La France n’est pas la dernière à participer à – nous dirons – »l’effort de soutien à la défense ukrainienne ». Depuis l’emploi des premiers gaz de guerre, à Ypres en avril 1915, elle détient une responsabilité mondiale spécifique : celle de faire respecter la Convention d’interdiction des armes chimiques (en vigueur depuis 1997). En tant que première victime de cette arme de destruction massive (ADM), elle est missionnée d’être le premier garant contre son usage. L’engagement va en fait de la fabrication, du stockage … jusqu’à l’emploi. Pourtant, on a laissé la Russie, comme la Syrie et jadis l’Irak, constituer des stocks de cette arme prohibée. On sait qu’en 2013, Paris et surtout Washington ont renoncé à réagir conformément à leurs responsabilités, lors des attaques chimiques de Bachar (avec le soutien russe) contre des quartiers »rebelles » de Damas.
Comme pour l’emploi éventuel de l’arme nucléaire par Vladimir Poutine (Paris possédant la seule force de dissuasion activable au sein de l’U.E), celui de l’arsenal chimique illégal de la Russie en Ukraine (ou ailleurs) placerait la France sur l’avant-scène de la riposte. Qui plus est, dans la doctrine stratégique française, « toutes les ADM entrent ensemble dans la dissuasion et donc dans la préparation de la riposte ». Face à une agression chimique ou biologique, l’option d’un recours au nucléaire est posée. Aux termes des Traités de l’Union, ce principe – valable pour sanctuariser le territoire français – connaitrait nécessairement un champ d’application plus large, si l’Europe devait être attaquée. Actuellement, les bombes russes restent »conventionnelles », mais elles tombent néanmoins à quelques dizaines de kilomètres des frontières européennes, en Pologne. Affaire à suivre.

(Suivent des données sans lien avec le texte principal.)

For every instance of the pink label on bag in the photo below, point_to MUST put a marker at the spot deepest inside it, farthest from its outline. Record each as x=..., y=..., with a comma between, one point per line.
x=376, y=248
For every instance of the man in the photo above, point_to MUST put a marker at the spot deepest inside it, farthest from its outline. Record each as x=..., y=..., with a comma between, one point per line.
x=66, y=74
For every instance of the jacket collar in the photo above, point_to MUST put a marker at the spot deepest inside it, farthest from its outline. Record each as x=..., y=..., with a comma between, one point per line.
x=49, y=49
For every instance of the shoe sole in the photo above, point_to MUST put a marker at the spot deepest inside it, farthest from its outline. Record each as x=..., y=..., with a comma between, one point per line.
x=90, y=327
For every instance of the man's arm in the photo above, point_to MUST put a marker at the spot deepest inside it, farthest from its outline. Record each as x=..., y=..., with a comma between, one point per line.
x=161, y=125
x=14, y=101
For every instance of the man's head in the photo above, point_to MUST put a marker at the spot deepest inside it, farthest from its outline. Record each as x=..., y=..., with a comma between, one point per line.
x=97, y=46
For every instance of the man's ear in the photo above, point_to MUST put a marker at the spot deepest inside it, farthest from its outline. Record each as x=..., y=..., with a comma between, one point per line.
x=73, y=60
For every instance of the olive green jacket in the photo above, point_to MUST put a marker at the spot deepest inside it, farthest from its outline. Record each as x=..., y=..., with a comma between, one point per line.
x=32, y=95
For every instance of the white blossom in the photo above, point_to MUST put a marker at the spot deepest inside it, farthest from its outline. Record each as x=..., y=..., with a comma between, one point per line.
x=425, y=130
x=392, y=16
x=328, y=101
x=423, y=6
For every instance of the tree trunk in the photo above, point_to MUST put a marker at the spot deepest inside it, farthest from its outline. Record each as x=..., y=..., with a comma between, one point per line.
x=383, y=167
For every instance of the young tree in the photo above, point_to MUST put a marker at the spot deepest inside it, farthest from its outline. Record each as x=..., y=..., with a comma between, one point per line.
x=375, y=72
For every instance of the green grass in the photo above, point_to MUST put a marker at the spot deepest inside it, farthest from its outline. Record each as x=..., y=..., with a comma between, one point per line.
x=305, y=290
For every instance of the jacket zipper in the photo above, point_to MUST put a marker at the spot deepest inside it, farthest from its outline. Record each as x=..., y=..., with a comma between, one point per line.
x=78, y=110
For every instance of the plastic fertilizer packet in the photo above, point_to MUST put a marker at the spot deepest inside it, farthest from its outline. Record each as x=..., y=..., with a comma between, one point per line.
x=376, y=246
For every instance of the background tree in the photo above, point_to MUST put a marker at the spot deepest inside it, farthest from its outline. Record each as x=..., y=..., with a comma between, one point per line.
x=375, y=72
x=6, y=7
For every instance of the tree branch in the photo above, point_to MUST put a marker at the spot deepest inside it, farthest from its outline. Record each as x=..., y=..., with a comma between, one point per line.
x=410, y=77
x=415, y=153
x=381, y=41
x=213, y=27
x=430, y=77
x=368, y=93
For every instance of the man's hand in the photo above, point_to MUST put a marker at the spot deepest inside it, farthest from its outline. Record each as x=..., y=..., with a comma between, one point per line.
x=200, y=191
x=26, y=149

En de telles circonstances, l’Ours géopolitique est perplexe d’entendre le patron de la diplomatie française, après avoir accusé la Russie de »faire semblant de négocier avec l’Ukraine » (une évidence), énoncer qu’en cas d’extermination du peuple ukrainien par l’arme chimique ou biologique, »les sanctions économiques que l’on prendrait seraient absolument massives et radicales, sans tabou ». Seulement »économiques », les sanctions ?! Est-ce à dire qu’on arrêterait, par exemple, de fournir l’armée russe en viseurs, capteurs, systèmes de ciblage made in France ? Apparemment, quelque chose se dégonfle dans la fière posture de la diplomatie française. Si advenait, ce scénario extrême – heureusement improbable (on l’espère) -, le devoir de la France envers le monde serait, en bon pompier, de détruire immédiatement les stocks chimiques ou bio incriminés … sur le territoire de l’utilisateur. En contournant l’Ukraine, bien entendu, pour ne pas devenir belligérant sur ce théâtre d »opérations militaires spéciales ».
Vous avez le droit d’avoir le tournis.